Latterly, we often find John as a previous leader of the outlaws, having ceded his authority to Robin after their famous fight (which, in these versions, Robin wins). Although the tradition of making the outlaw band exist under different leadership before the hero joins goes back at least as far as Paul Creswick's 1903 novel Robin Hood, giving this role to John appears to be an innovation first made in Prince of Thieves, where Nick Brimble's John even gets to speak Errol Flynn's iconic line "Welcome to Sherwood". Later examples are probably owed to the direct influence of the movie. The obvious reason why this interpretation has become popular is that it provides some explanation for the fight - if a less original one than in Robin of Sherwood, where John begins as an ensorcelled slave of the magician Simon de Belleme, attacking Robin at his master's direction and joining the outlaws after the spell is broken.

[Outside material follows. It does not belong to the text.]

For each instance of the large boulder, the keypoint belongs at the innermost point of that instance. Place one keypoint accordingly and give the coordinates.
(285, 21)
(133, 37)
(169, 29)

Most of these Johns, except those varied for deliberate comic effect, are made in the mould set by the Victorians. Loyal, reliable, blunt, and bold, often with a sardonic streak, the lieutenant of the Merry Men varies much less than, say, Friar Tuck or Will Scarlet. Even the 2018 Robin Hood, which combines the character with the Saracen outlaw as Yahya (Jamie Foxx: he is named "John" because Robin cannot pronounce his Moorish name, a disappointing endorsement of a commonplace bit of lazy racism) and makes him the mastermind behind "the Hood", depicts him in much the same light; Foxx's fierce performance is one of the few highlights in a mostly terrible film. There seems to be common agreement that the character simply works this way, and few writers are inclined to fix what isn't broken. The violence of the fifteenth century John had been left behind by Munday's time, and shows little sign of coming back: no doubt future incarnations will continue to follow the pattern.